It is admittedly confusing. If someone has not studied through all things End Times, how can they possibly know what is believable and what is not? That’s a good and necessary question. After watching the recommended video, I did follow through with my friend. And he said as much. He has not studied all this, so it’s hard to discern what is right and what is wrong. A lot of the material presented in the video did sound biblical and thus seemed kinda convincing.

In response, here’s what I suggested: Look for whether a presenter ever mentions or shows awareness of alternate positions and interpretations. Like all other prophetic material, the Book of Revelation requires careful interpretation. Does the presenter seem to be aware of alternate interpretations? If all you hear is a dogmatic take on what a particular passage must mean, be very cautious. That should at be a yellow flag. Granted, sometimes a presenter will deliberately avoid mentioning alternate interpretations. Listeners do want a succinct message, so a presenter might opt to KISS, to keep it simple and straightforward. But intellectual integrity will sometimes require a careful interpreter to present viable alternate interpretations.
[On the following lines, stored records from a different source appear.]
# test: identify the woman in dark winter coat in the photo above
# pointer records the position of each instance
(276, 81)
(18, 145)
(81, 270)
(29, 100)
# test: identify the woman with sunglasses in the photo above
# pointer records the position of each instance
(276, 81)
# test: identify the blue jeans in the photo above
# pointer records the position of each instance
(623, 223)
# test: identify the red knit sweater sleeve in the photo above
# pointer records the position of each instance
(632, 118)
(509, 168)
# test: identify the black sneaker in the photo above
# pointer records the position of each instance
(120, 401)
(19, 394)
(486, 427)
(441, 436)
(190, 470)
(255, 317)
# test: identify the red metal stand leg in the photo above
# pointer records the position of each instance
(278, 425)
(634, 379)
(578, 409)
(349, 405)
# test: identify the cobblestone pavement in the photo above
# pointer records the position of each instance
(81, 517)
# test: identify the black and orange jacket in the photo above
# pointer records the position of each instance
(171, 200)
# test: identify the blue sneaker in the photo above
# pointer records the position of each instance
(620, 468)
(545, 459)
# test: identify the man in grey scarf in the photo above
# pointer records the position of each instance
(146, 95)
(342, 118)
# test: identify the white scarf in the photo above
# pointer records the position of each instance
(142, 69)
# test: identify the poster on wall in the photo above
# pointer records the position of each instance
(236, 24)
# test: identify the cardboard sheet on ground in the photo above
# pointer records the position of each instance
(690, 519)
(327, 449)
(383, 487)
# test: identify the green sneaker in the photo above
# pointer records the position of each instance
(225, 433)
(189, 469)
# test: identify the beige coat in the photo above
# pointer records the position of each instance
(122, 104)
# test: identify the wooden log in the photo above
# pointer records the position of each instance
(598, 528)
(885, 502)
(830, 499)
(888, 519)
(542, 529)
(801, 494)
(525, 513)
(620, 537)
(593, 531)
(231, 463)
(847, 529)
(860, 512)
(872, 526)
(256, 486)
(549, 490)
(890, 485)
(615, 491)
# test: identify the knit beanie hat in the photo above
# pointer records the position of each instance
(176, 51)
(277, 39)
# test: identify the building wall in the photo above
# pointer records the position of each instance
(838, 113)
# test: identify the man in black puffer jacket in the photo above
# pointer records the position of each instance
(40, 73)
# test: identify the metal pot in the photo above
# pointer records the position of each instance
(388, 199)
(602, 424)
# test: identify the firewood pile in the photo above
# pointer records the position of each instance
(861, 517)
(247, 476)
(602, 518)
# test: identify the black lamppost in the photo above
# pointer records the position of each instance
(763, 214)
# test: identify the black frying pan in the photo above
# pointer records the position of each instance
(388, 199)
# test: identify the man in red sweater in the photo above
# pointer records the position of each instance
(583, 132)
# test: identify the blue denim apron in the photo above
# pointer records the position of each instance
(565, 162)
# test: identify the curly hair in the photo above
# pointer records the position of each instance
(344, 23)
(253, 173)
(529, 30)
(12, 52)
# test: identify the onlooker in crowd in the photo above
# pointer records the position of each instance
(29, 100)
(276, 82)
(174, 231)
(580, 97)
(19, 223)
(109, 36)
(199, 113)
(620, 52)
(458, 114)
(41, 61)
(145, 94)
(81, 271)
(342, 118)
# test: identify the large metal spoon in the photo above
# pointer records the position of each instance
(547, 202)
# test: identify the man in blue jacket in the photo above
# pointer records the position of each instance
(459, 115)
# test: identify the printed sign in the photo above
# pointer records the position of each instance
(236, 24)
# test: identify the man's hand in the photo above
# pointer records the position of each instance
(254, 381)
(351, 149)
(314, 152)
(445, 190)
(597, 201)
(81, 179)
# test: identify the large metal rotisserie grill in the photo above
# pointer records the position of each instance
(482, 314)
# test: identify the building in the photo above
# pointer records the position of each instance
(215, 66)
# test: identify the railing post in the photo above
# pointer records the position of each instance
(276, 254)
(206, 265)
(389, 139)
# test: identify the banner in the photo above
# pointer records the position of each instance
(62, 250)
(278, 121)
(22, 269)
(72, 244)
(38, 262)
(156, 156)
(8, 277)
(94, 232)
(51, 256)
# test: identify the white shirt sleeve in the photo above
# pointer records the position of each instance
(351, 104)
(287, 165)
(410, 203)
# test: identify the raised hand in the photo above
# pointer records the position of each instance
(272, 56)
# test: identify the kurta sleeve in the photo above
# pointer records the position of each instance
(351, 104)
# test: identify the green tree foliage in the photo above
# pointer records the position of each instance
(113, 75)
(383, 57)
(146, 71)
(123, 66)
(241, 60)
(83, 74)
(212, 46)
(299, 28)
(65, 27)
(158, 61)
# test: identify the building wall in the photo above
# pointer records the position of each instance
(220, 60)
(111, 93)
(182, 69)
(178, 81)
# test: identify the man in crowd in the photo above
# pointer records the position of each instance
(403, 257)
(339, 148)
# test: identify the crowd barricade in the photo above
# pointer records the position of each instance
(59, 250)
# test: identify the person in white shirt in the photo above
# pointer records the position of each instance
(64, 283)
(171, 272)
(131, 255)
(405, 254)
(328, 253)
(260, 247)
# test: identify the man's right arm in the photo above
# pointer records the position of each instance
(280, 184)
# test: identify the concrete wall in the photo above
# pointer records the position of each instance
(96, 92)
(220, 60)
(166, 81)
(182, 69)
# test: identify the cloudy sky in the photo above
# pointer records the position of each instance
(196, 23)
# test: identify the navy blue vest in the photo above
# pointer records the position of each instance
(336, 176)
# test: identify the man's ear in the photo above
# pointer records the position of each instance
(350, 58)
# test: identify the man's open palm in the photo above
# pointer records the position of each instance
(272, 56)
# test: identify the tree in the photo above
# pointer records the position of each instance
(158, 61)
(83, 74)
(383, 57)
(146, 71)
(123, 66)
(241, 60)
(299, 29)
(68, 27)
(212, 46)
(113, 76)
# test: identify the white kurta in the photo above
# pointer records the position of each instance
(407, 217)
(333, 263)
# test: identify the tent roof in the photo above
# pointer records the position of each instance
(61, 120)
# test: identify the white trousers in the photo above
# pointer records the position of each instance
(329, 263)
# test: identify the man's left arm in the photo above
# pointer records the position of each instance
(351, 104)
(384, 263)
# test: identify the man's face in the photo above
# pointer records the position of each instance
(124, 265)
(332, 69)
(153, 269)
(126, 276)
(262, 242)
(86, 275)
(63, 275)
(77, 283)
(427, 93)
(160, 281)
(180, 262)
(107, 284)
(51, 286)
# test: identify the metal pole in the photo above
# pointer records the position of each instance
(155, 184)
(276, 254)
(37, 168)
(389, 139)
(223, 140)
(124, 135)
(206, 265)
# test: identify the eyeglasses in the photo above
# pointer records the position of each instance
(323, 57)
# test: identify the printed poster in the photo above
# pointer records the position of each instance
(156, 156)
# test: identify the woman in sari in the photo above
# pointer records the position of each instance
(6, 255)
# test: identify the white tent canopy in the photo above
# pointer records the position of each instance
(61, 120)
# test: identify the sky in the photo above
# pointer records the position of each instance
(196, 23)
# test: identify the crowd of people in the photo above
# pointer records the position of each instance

Here’s another thought: a good interpreter will be able argue their position like Galileo. A good interpreter will understand alternate positions thoroughly and will be able to explain them accurately, even to the satisfaction of an opponent. An excellent interpreter will thereafter be able to explain why his/her interpretation is indeed superior to alternate interpretations.

The Bible-prophecy video I watched failed on these points. The presenter showed very little knowledge of alternate interpretations. He only presented his own camp’s interpretation. A skilled debater with an adequate grasp of the relevant prophetic material would be able to delineate multiple factual and logical flaws in his interpretation, to put matters very politely.

As I write these blog posts, I am attempting to strike a balance between KISS and what I hope is adequately careful scholarship. Frankly, it ain’t easy. It can be a hard balance to find. But I hope to argue somewhat like Galileo, albeit with more tact.